Wordseer / wordseer

The WordSeer text analysis tool, written in Flask.
http://wordseer.berkeley.edu/
40 stars 16 forks source link

Issue with the way stringprocessor creates words #67

Closed keien closed 10 years ago

keien commented 10 years ago

On my current version of handling-duplicates (604c4fef5c18723aecd24a3a953be37949a83cf9), there's a problem with the way stringprocessor.py creates sentences and words, and the way readerwriter handles duplicates.

In the original stringprocessor, tokenize returned a Sentence which already had a list of words associated with itself, but this was not ideal because the word_in_sentence association objects didn't have its extra fields (position, tag, etc.), and updating them on the fly was a hassle. The other option would be to remove the original words from the sentence and create new words, but that doesn't make much sense.
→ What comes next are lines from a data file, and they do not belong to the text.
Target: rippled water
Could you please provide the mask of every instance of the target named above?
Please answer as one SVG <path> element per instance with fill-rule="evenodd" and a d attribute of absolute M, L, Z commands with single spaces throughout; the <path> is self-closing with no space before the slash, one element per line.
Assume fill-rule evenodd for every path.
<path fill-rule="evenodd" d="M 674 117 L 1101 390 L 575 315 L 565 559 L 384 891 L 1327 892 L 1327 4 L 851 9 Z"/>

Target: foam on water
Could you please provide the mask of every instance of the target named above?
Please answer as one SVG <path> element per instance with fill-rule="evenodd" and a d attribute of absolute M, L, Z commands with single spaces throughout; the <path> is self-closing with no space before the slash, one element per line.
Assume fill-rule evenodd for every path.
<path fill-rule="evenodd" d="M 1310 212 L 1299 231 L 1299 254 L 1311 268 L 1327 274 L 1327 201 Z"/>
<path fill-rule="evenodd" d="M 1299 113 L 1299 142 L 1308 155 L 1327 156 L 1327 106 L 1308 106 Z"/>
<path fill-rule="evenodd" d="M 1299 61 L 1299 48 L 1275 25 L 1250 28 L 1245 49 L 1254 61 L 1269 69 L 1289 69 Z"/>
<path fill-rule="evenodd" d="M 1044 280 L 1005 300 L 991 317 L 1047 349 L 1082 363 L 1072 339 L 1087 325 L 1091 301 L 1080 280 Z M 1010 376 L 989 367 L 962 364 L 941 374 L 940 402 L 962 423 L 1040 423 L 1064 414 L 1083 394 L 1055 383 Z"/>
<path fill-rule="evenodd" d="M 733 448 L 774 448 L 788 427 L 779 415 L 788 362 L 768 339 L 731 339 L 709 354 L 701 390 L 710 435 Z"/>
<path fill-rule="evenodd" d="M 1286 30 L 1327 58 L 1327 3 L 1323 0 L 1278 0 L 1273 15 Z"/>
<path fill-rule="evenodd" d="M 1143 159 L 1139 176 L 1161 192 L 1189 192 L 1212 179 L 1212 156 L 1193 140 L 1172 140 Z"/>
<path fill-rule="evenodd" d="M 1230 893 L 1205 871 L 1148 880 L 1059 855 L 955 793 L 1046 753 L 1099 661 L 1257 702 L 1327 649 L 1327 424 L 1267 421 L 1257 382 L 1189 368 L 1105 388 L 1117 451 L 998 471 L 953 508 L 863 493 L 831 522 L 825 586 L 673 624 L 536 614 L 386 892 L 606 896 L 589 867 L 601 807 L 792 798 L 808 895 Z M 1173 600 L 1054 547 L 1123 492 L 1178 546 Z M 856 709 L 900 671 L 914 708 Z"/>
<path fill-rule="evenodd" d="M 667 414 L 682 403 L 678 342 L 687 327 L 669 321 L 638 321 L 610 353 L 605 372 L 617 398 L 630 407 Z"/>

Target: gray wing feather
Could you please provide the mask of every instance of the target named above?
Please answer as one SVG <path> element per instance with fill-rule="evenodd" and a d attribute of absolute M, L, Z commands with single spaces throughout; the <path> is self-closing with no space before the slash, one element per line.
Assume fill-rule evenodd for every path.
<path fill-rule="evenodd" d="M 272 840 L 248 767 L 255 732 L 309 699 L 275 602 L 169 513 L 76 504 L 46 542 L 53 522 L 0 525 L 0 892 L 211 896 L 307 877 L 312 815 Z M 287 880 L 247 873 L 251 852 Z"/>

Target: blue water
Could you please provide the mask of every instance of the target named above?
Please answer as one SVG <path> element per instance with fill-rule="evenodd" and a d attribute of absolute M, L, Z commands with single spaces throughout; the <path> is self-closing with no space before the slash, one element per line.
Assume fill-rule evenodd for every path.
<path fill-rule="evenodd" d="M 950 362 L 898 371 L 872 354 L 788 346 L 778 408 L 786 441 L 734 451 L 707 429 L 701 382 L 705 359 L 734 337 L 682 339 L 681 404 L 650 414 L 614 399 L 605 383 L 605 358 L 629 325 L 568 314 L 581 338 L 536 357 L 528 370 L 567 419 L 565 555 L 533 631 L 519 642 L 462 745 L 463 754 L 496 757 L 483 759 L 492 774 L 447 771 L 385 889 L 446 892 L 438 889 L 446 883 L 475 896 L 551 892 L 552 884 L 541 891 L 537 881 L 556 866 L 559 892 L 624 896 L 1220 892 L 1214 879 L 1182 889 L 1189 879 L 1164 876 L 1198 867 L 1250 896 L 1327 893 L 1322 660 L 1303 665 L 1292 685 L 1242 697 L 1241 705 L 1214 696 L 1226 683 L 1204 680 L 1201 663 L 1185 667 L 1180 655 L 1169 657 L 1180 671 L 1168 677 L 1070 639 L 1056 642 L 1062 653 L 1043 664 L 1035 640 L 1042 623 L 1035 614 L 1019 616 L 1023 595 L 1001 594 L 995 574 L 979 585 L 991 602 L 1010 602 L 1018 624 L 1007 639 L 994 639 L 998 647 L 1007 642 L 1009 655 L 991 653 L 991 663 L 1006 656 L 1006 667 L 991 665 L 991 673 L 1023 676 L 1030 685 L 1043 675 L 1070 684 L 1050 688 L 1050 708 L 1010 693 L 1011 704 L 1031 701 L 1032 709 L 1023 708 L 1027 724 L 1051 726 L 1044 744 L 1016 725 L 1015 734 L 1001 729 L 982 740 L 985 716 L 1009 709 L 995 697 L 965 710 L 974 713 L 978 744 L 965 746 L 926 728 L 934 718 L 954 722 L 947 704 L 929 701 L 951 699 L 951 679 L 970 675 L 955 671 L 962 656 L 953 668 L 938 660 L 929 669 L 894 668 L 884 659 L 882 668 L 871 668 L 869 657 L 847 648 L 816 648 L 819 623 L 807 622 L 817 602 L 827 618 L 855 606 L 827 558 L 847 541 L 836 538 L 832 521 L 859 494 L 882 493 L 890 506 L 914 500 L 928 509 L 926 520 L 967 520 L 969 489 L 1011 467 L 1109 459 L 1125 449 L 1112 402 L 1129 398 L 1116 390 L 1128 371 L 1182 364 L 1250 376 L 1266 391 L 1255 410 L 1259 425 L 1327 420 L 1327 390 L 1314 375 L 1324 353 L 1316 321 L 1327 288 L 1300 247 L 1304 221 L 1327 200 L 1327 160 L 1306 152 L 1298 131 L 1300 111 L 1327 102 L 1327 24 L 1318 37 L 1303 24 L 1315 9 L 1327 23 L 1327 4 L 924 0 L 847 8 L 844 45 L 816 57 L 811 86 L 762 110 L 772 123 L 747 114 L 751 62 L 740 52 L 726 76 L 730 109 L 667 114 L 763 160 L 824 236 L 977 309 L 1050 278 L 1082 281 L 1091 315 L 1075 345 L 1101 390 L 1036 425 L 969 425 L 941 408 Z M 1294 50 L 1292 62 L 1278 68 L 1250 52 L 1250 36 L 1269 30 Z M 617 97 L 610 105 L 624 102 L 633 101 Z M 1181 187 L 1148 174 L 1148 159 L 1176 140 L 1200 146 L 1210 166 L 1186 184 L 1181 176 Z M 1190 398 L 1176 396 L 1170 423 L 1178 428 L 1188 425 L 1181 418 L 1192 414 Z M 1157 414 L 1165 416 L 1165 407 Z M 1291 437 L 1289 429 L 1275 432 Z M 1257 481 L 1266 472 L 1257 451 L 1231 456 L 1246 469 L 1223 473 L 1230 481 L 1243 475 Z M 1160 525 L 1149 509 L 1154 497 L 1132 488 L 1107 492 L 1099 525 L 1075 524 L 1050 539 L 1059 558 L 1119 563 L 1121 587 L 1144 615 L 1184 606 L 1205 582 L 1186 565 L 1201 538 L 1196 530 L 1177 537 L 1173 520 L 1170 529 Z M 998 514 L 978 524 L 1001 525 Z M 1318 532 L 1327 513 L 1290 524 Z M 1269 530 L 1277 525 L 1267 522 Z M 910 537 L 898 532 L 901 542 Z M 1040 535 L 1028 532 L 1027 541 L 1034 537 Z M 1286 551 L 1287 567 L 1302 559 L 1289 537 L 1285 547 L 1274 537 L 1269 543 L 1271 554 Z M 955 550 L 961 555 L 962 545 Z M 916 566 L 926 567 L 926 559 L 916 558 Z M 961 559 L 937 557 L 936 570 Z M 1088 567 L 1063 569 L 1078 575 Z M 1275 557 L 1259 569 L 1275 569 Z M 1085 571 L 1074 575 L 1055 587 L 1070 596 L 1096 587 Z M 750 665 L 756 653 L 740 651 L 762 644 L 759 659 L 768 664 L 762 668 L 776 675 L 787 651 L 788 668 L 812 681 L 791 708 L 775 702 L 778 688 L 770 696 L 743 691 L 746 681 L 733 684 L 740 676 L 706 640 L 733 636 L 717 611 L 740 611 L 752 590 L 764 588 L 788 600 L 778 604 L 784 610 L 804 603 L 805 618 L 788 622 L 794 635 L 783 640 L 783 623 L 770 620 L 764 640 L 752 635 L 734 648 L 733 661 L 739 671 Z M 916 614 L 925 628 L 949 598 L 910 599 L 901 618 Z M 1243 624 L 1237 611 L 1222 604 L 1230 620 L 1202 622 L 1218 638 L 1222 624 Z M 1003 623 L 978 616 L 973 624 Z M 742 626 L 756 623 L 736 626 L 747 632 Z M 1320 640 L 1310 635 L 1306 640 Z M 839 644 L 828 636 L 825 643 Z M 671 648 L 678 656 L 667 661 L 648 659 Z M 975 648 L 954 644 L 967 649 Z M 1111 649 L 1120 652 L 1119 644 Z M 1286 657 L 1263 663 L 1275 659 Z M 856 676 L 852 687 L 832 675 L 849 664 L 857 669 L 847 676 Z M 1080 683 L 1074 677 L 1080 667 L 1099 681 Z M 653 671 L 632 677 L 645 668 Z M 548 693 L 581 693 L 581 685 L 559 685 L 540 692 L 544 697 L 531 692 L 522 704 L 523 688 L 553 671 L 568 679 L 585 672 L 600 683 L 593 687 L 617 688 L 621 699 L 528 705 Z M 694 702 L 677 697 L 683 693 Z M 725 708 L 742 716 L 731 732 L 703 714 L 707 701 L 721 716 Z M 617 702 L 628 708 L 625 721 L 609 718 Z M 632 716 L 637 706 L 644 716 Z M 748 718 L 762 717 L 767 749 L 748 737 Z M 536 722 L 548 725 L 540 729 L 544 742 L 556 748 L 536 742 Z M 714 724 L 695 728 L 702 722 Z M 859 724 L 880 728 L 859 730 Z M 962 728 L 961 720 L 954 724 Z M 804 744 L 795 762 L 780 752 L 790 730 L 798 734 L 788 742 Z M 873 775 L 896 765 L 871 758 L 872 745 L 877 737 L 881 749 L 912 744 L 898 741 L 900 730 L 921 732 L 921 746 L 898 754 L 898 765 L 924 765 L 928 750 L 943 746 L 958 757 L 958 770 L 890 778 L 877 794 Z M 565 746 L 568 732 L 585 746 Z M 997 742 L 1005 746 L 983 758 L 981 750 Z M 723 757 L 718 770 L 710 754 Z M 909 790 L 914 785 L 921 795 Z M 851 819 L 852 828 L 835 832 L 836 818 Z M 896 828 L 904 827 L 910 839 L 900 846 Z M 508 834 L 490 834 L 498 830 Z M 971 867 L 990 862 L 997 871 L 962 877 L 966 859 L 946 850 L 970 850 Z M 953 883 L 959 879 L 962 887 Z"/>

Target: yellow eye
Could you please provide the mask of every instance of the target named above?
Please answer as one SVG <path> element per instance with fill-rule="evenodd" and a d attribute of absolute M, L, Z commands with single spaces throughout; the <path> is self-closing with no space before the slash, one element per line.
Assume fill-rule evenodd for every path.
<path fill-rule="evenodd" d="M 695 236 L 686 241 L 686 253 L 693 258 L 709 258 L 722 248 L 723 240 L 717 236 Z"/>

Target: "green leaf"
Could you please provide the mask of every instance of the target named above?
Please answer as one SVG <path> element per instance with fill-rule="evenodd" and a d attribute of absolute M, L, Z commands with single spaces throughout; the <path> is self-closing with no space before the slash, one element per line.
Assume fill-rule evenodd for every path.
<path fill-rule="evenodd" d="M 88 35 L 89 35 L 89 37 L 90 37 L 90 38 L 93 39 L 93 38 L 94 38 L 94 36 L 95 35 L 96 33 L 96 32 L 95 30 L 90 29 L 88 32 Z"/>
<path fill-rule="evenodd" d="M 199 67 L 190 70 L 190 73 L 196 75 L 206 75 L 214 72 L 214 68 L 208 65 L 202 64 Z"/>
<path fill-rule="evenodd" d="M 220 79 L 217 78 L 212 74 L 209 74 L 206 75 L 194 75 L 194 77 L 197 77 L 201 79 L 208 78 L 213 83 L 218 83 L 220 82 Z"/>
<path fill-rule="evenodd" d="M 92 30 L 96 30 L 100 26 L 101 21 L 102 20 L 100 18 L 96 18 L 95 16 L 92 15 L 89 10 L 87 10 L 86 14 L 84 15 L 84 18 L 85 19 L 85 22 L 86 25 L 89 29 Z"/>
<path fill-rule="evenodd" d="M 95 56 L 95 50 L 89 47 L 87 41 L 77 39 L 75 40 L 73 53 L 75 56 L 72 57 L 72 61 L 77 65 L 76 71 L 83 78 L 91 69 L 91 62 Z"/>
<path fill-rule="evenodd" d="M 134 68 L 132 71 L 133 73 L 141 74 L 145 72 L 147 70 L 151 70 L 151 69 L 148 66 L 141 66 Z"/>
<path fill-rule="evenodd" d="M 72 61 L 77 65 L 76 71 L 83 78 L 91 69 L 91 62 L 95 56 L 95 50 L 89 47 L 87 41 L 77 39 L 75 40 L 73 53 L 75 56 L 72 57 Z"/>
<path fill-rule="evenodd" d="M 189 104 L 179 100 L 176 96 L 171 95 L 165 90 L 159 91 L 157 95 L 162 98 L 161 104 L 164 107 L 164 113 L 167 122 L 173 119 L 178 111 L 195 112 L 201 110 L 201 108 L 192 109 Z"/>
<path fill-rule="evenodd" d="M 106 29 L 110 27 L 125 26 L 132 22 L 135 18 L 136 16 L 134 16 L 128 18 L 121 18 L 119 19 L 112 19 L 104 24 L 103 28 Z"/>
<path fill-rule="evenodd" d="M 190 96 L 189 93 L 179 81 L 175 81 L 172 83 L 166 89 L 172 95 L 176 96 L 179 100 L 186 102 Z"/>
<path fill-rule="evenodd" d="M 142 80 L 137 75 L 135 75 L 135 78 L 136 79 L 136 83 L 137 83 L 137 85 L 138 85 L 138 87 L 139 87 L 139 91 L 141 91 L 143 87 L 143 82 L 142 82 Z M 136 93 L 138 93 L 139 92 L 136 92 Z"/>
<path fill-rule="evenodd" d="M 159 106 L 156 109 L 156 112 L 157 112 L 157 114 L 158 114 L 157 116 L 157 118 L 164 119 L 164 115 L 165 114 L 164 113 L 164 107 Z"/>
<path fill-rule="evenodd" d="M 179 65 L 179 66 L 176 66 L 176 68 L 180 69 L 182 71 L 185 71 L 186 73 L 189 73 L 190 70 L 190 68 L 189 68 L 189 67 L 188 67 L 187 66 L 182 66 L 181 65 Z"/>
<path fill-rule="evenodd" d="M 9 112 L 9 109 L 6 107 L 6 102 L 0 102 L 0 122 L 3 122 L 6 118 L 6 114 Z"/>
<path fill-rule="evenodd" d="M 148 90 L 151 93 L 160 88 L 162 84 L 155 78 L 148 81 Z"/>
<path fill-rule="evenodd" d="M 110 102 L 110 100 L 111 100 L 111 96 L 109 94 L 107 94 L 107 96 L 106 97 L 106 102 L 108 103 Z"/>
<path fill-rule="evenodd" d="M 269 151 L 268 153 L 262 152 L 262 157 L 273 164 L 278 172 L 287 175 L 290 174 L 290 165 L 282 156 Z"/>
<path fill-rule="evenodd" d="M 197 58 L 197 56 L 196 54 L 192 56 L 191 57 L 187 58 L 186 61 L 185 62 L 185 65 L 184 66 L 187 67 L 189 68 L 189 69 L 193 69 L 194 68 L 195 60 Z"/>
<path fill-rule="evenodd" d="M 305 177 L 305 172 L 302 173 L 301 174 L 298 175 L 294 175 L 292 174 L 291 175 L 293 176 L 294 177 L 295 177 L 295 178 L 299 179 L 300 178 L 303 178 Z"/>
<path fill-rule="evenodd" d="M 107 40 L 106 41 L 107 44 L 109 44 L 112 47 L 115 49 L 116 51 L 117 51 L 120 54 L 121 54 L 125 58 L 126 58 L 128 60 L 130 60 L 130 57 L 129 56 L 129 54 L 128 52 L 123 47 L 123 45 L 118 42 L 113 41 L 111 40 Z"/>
I tried changing the end of tokenize_from_raw to use sentence.add_word, but this meant that I would have to move the duplication handling into stringprocessor, which I don't want to do. So now I just have it pass in the list of words through sentence.tagged_words, which is not ideal, but not terrible either. However, I now get this error, which I have no idea what to do about:

Traceback (most recent call last):
  File "run_pipeline.py", line 18, in <module>
    collection_processor.process(collection_dir, structure_file, extension, False)
  File "/home/keien/dev/wordseer_flask/lib/wordseerbackend/wordseerbackend/collectionprocessor.py", line 61, in process
    self.parse_documents()
  File "/home/keien/dev/wordseer_flask/lib/wordseerbackend/wordseerbackend/collectionprocessor.py", line 179, in parse_documents
    document_parser.parse_document(doc)
  File "/home/keien/dev/wordseer_flask/lib/wordseerbackend/wordseerbackend/parser/documentparser.py", line 51, in parse_document
    parse_products = self.parser.parse(sentence.text)
  File "/home/keien/dev/wordseer_flask/lib/wordseerbackend/wordseerbackend/stringprocessor.py", line 81, in parse
    dependencies, tokenize_from_raw(parsed, sent)[0].tagged)
  File "<string>", line 4, in __init__
  File "/home/keien/dev/wordseer_flask/venv/local/lib/python2.7/site-packages/sqlalchemy/orm/state.py", line 196, in _initialize_instance
    return manager.original_init(*mixed[1:], **kwargs)
  File "/home/keien/dev/wordseer_flask/app/models/parseproducts.py", line 33, in __init__
    self.words = pos_tags
  File "/home/keien/dev/wordseer_flask/venv/local/lib/python2.7/site-packages/sqlalchemy/orm/attributes.py", line 220, in __set__
    instance_dict(instance), value, None)
  File "/home/keien/dev/wordseer_flask/venv/local/lib/python2.7/site-packages/sqlalchemy/orm/attributes.py", line 975, in set
    lambda adapter, i: adapter.adapt_like_to_iterable(i))
  File "/home/keien/dev/wordseer_flask/venv/local/lib/python2.7/site-packages/sqlalchemy/orm/attributes.py", line 991, in _set_iterable
    new_values = list(adapter(new_collection, iterable))
  File "/home/keien/dev/wordseer_flask/venv/local/lib/python2.7/site-packages/sqlalchemy/ext/associationproxy.py", line 589, in __iter__
    for member in self.col:
  File "/home/keien/dev/wordseer_flask/venv/local/lib/python2.7/site-packages/sqlalchemy/ext/associationproxy.py", line 497, in <lambda>
    col = property(lambda self: self.lazy_collection())
  File "/home/keien/dev/wordseer_flask/venv/local/lib/python2.7/site-packages/sqlalchemy/ext/associationproxy.py", line 453, in __call__
    "stale association proxy, parent object has gone out of "
sqlalchemy.exc.InvalidRequestError: stale association proxy, parent object has gone out of scope

I'm think it'd be easier if we change the tokenize_from_raw implementation to just return a dictionary, like the way we handled dependencies. Do you think there'd be issues with that?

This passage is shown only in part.